In the absence of a valid separation agreement, a married couple’s assets remain “marital” until the date dissolution papers are filed. See § 61.075(6), Fla. Stat. (2005); Rao-Nagineni v. Rao, 895 So.2d 1160, 1161 (Fla. 4th DCA 2005) (“Section 61.075(6), Florida Statutes (2003), provides a bright line rule for setting the date to be used in determining the marital classification of assets and liabilities. If there is no valid separation agreement, the cut-off date is ‘the date of the filing of the petition for dissolution of marriage.’ ” (quoting Caruso v. Caruso, 814 So.2d 498, 502 (Fla. 4th DCA 2002))). The portion of a military pension that accrues during marriage is a marital asset. See Cunningham v. Cunningham, 623 So.2d 1243, 1244 (Fla. 1st DCA 1993).
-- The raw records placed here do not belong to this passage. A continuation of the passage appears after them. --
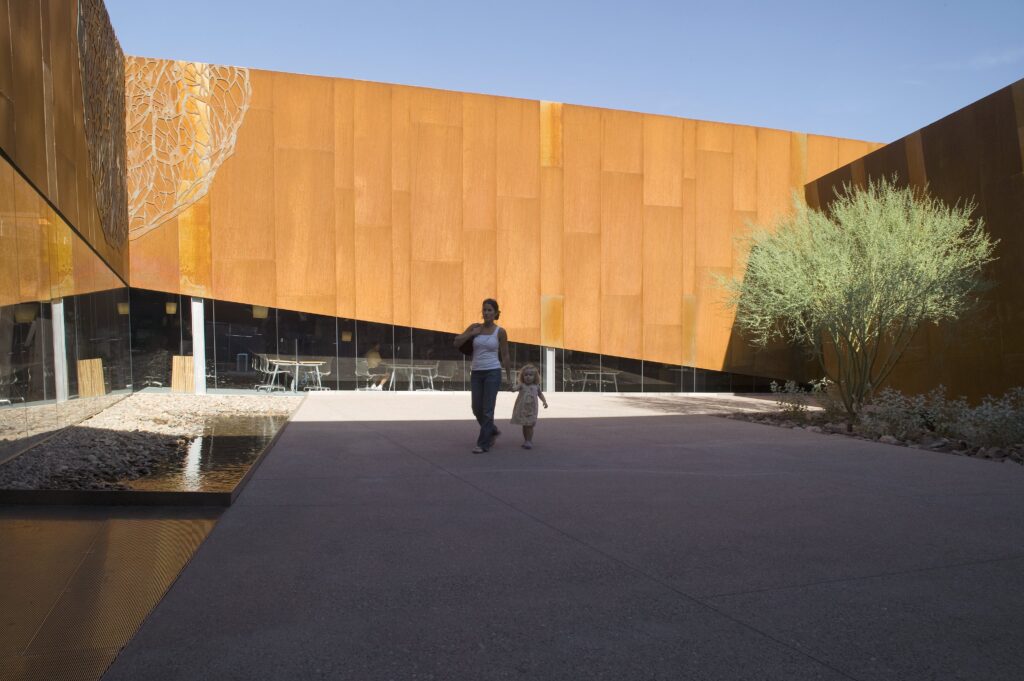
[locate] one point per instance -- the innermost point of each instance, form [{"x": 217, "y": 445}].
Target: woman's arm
[
  {"x": 503, "y": 347},
  {"x": 471, "y": 330}
]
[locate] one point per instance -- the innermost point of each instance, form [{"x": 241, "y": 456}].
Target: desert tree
[{"x": 853, "y": 284}]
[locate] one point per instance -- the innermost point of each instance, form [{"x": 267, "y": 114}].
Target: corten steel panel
[
  {"x": 551, "y": 231},
  {"x": 305, "y": 229},
  {"x": 436, "y": 107},
  {"x": 663, "y": 271},
  {"x": 744, "y": 169},
  {"x": 9, "y": 289},
  {"x": 663, "y": 161},
  {"x": 155, "y": 264},
  {"x": 242, "y": 214},
  {"x": 436, "y": 193},
  {"x": 195, "y": 250},
  {"x": 42, "y": 124},
  {"x": 30, "y": 117},
  {"x": 551, "y": 134},
  {"x": 689, "y": 236},
  {"x": 479, "y": 163},
  {"x": 64, "y": 69},
  {"x": 798, "y": 161},
  {"x": 774, "y": 198},
  {"x": 372, "y": 159},
  {"x": 401, "y": 256},
  {"x": 714, "y": 210},
  {"x": 519, "y": 267},
  {"x": 61, "y": 253},
  {"x": 344, "y": 96},
  {"x": 622, "y": 233},
  {"x": 714, "y": 320},
  {"x": 518, "y": 146},
  {"x": 344, "y": 220},
  {"x": 479, "y": 194},
  {"x": 30, "y": 225},
  {"x": 552, "y": 323},
  {"x": 916, "y": 173},
  {"x": 6, "y": 81},
  {"x": 582, "y": 255},
  {"x": 303, "y": 113},
  {"x": 401, "y": 138},
  {"x": 479, "y": 271},
  {"x": 714, "y": 137},
  {"x": 972, "y": 154},
  {"x": 426, "y": 192},
  {"x": 622, "y": 326},
  {"x": 822, "y": 156},
  {"x": 438, "y": 290},
  {"x": 582, "y": 169},
  {"x": 622, "y": 141},
  {"x": 689, "y": 150}
]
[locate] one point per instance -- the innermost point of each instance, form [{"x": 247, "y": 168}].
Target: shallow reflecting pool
[{"x": 216, "y": 460}]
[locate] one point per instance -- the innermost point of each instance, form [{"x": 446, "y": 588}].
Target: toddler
[{"x": 524, "y": 412}]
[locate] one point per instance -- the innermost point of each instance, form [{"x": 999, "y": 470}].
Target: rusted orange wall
[
  {"x": 598, "y": 230},
  {"x": 42, "y": 126},
  {"x": 975, "y": 154}
]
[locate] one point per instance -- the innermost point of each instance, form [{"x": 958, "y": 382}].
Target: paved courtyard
[{"x": 642, "y": 538}]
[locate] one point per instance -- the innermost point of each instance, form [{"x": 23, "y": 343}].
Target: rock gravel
[{"x": 128, "y": 439}]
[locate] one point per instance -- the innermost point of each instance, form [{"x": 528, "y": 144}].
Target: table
[
  {"x": 297, "y": 366},
  {"x": 426, "y": 371},
  {"x": 598, "y": 375}
]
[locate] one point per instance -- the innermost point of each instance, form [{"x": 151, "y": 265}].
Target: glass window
[
  {"x": 580, "y": 371},
  {"x": 659, "y": 377},
  {"x": 309, "y": 342},
  {"x": 243, "y": 340},
  {"x": 621, "y": 374},
  {"x": 711, "y": 381},
  {"x": 161, "y": 328},
  {"x": 436, "y": 360},
  {"x": 375, "y": 356}
]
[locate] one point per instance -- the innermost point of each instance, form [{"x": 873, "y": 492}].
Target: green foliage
[
  {"x": 794, "y": 399},
  {"x": 995, "y": 422},
  {"x": 854, "y": 285}
]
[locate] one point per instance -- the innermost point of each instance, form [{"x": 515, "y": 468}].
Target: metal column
[{"x": 199, "y": 346}]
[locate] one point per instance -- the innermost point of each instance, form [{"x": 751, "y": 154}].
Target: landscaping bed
[{"x": 138, "y": 436}]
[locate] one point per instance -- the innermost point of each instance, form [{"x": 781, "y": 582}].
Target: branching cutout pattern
[
  {"x": 102, "y": 66},
  {"x": 183, "y": 120}
]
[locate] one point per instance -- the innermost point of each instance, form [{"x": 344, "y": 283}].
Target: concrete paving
[{"x": 643, "y": 538}]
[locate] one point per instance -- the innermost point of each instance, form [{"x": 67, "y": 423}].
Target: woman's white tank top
[{"x": 485, "y": 351}]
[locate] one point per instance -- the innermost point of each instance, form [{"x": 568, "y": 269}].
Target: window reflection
[
  {"x": 243, "y": 337},
  {"x": 436, "y": 363},
  {"x": 161, "y": 328}
]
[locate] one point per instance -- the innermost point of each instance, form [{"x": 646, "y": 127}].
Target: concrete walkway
[{"x": 641, "y": 539}]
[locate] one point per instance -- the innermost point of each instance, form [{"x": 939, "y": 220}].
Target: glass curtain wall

In the present case, the trial judge used November 1, 2002, as the date on which the husband’s pension plan ceased being a marital asset. This was error. As the parties did not have a separation agreement, the husband’s pension plan continued as a marital asset until he filed for divorce on August 10, 2004. Accordingly, we reverse on this issue and remand to the trial court to amend the portion of the final judgment dealing with the wife’s coverture share of the husband’s military retirement pay. The final judgment is affirmed in all other respects.
*1152AFFIRMED in part, REVERSED and REMANDED in part.
BROWNING, C.J., KAHN and DAVIS, JJ., concur.